Ce que j’ai compris en route

Pendant des années, je lançais des projets sans les finir. Je croyais que c’était un défaut. La vérité, c’est que je n’avais pas encore trouvé mon fil conducteur — celui qui aurait pu donner du sens à tout le reste.

J’ai compris que ma méthode, ce n’est pas de planifier puis d’exécuter. C’est d’avancer, de tester, d’ajuster. La clarté me vient en faisant, pas en réfléchissant. Et l’IA m’a permis d’aller plus vite dans ce mouvement.

Le vrai pivot, c’est ça :

Construire mieux ne commence pas par construire mieux. Ça commence par mieux se connaître.

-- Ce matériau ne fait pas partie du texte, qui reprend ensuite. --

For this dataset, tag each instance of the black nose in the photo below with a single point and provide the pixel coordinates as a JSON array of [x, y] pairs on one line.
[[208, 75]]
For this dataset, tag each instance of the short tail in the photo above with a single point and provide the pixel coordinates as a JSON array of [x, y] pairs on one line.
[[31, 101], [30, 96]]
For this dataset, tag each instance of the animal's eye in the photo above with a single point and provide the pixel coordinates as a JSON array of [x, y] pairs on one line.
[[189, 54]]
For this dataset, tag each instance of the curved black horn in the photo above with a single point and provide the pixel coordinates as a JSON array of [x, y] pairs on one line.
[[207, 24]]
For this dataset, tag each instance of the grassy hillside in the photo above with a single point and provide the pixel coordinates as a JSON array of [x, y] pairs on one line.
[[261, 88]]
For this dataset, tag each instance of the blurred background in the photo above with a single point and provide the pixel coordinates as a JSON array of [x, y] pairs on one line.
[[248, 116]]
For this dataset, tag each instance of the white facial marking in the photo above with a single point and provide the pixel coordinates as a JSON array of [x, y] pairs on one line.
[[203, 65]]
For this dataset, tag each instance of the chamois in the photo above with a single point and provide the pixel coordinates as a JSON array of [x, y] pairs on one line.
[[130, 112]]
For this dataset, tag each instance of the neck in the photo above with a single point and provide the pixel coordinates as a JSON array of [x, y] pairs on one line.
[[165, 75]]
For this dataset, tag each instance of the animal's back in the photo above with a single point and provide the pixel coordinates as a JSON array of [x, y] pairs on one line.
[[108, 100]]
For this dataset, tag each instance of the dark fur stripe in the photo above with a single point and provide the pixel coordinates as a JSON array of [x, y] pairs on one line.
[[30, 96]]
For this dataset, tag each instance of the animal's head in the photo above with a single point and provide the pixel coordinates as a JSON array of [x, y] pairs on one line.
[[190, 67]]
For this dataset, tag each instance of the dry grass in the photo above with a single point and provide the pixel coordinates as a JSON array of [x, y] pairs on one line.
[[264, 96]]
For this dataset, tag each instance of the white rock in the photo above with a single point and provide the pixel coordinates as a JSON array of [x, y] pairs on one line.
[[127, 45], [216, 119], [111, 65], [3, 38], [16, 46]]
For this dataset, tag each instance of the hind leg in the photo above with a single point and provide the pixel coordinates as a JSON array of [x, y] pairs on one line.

Avant l’IA, j’optimisais des projets. Avec l’IA, je m’optimise moi. Aujourd’hui je travaille sur moins de choses, mais plus profondes. Les projets que je construis ne sont plus des fuites — ils sont des conséquences directes de ce que j’ai compris sur moi-même.

Ce que je documente ici

Pas du point de vue du spécialiste. De quelqu’un qui construit en temps réel — marques, projets, audiences — et qui tâtonne.

Voilà comment je fais :

  • Décrypter — ce que j’observe sur l’IA, le marché, mes propres patterns.
  • Bidouiller — les workflows que je construis, les outils que je teste, les expériences que je tente.
  • Transmettre — ce qui marche, ce qui ne marche pas, ce que j’ai appris en route.

Je n’ai pas les réponses. J’ai des hypothèses, des tests, et la discipline de revenir écrire ce que j’ai appris.

Si ça te parle, t’es au bon endroit.